Parallels between data tech and software development

So in my mind, we have a really interesting, and parallel set of shifts:
  • From waterfall methodologies to agile software development:

  • From relational databases to NOSQL databases



About alignment and misalignment

It seems to me that there is an interesting alignment and misalignment here between these shifts:
  • waterfall/agile methodologies are opposed and therefore misaligned,
  • relational/NOSQL technologies are very different and therefore misaligned,
  • relational/waterfall were clearly historically aligned, and share some characteristics for sure,
  • NOSQL/agile were also historically aligned, and share some characteristics too.
I tried to express this in the following bigger mindmap, from which I have pasted above:


Interesting, not? Clearly, my overview and articulation of this evolution is incomplete and even inexact, but the broad lines of the argument hold true. I would love to hear it if you think otherwise. Note that I do not mean to say that you cannot do agile with RDBMSs, or that you cannot do waterfall with a NOSQL database – but I do not think they are well aligned.

It feels important to point out these types of higher level shifts so that people understand why a modeling tool like Hackolade, does what it does, and doesn’t do what it doesn’t do. After all: data modeling
  • On the one hand touches the software development industry: software developers will use data models to better understand their business domains, and develop better software in an agile, iterative way. Hackolade is super aligned with that approach.
  • On the other hand touches the data industry: data architectures are more and more frequently composed out of different, heterogenous database systems, streaming services, APIs, and many other components.
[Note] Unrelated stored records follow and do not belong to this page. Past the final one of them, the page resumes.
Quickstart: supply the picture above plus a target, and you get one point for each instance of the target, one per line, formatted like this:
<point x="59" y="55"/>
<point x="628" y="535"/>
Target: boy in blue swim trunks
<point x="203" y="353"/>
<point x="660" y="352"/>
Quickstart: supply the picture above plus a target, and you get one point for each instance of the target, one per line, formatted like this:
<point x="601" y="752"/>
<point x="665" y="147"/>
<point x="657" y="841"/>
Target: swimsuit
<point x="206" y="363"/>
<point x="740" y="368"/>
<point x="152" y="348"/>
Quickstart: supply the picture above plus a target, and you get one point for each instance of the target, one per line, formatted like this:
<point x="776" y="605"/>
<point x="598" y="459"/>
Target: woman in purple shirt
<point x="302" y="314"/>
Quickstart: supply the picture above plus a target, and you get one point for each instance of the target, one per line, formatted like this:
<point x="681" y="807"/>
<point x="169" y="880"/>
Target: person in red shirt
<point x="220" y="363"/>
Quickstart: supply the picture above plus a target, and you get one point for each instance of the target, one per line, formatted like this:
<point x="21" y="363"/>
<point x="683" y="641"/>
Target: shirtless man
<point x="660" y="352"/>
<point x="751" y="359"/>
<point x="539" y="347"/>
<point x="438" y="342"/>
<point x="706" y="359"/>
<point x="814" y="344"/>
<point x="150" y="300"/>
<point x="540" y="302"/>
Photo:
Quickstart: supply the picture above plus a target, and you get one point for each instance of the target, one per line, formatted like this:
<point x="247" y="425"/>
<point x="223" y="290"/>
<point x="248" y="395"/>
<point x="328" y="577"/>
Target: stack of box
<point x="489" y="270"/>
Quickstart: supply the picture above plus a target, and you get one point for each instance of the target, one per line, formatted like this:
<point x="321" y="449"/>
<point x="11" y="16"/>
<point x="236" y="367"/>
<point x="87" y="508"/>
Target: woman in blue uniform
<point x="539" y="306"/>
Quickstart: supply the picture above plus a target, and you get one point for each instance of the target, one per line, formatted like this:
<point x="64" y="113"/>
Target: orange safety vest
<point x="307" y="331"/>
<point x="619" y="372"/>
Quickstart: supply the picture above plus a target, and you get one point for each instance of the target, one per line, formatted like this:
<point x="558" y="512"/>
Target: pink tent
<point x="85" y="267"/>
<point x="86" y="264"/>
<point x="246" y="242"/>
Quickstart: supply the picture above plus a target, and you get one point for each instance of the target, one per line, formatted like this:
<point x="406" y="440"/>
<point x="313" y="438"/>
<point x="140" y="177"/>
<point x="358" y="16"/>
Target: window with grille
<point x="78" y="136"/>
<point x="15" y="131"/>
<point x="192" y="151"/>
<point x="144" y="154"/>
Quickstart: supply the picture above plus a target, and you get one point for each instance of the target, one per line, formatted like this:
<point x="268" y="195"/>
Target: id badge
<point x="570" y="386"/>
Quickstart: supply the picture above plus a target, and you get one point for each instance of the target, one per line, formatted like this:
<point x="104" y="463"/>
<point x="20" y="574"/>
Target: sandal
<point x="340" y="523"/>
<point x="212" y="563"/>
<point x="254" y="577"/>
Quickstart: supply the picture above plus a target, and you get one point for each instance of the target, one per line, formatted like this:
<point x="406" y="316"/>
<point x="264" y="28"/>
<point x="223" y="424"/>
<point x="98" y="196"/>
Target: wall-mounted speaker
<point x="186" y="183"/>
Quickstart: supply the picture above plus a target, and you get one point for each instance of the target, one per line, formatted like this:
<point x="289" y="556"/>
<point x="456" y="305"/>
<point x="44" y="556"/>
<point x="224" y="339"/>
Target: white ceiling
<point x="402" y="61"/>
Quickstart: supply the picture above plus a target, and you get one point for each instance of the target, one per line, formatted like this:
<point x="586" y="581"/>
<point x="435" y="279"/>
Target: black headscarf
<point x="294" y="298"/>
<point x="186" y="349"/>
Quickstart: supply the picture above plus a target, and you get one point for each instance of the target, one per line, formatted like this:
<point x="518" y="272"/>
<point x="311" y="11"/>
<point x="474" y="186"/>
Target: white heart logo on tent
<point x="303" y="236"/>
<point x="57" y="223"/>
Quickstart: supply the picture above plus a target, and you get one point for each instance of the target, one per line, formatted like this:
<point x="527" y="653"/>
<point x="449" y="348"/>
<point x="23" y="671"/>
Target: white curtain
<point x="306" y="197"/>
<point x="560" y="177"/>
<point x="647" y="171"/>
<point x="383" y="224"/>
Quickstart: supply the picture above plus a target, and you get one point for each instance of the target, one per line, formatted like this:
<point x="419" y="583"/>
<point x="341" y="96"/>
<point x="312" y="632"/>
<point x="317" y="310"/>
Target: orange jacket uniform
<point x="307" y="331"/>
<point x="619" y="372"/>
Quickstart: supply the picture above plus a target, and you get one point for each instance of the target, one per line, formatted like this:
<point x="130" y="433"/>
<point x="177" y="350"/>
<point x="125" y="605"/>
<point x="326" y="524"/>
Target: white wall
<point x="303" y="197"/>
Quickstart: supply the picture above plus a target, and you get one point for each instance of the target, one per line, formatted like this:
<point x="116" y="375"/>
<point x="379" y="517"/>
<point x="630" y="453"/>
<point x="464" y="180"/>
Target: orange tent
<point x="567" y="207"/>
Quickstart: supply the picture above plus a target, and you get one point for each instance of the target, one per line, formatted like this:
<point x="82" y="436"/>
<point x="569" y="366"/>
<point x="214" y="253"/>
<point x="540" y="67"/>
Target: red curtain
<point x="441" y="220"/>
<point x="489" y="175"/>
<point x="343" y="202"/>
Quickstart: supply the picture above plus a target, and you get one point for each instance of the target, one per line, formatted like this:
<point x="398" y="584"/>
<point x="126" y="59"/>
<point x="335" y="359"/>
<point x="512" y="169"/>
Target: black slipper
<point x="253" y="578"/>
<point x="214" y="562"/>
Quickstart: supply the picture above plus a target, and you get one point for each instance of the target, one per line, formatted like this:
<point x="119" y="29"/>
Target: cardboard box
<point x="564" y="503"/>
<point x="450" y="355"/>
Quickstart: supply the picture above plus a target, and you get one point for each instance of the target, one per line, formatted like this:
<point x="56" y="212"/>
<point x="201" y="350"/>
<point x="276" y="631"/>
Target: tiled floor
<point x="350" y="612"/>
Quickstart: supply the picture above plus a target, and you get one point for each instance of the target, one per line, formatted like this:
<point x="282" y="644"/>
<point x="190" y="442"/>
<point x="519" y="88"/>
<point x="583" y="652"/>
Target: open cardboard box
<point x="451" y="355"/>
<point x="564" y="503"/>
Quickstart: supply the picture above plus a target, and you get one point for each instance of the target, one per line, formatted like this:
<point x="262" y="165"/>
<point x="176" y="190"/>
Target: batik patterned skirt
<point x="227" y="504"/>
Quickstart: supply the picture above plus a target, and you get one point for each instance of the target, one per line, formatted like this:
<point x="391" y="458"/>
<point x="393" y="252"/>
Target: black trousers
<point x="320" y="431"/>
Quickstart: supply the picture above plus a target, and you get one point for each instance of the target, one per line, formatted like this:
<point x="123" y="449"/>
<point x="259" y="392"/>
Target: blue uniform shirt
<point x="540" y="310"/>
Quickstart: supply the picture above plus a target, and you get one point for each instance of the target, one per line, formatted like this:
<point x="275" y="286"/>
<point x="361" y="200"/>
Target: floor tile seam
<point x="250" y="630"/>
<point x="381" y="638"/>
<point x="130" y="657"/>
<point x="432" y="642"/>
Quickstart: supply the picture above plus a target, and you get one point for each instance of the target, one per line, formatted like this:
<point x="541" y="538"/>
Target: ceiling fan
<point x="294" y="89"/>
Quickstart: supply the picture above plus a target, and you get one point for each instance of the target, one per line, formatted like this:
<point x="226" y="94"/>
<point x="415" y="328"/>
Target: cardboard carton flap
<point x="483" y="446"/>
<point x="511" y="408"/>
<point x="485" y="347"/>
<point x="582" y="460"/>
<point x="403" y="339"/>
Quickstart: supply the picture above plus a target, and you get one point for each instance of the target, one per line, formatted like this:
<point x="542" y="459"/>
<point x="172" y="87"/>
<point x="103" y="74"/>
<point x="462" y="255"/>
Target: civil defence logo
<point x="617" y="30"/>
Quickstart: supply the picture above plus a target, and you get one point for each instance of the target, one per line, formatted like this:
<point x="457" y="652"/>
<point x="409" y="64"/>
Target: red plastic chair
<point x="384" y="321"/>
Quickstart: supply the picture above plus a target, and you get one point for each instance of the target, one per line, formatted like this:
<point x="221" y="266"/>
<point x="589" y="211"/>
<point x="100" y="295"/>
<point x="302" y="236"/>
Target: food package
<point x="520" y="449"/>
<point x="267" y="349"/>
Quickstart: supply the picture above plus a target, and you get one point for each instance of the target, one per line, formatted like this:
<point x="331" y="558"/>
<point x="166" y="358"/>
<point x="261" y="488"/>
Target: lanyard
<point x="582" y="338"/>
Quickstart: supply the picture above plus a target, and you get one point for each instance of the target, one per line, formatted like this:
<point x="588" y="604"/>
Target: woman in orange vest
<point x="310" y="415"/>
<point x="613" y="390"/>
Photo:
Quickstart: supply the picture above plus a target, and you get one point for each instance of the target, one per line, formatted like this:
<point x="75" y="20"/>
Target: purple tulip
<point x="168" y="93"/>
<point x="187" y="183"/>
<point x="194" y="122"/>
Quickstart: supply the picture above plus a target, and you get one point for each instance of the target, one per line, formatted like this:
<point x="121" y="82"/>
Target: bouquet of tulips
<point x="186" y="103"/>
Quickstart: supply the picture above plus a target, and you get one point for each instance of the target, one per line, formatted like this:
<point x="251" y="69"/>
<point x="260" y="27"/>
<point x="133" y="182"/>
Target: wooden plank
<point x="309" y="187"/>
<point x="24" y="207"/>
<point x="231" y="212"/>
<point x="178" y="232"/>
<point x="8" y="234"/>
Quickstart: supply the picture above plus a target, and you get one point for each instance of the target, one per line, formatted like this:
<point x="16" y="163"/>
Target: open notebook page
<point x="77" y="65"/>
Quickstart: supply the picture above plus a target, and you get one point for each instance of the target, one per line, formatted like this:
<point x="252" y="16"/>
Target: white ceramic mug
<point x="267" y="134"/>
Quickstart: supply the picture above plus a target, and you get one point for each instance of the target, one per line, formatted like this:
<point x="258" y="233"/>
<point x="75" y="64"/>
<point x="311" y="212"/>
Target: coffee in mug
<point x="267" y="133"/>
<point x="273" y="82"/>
Hence Hackolade's support for all kinds of different physical targets.
And in any case: let’s hope that it encourages the conversation and discussion – we can only collectively get better by doing that.

All the best

Rik

PS: I thought about using a graph method and "close the triangles". Kind of like the old adage "an enemy of my friend is my enemy", one could argue that "misalignment of a concept to an aligned concept will misalign that concept with the original concept". Therefore: NOSQL/Waterfall and RDBMS/Agile would be implied to be misaligned. But I think that is too simplistic, and therefore I did consciously not include it in the article.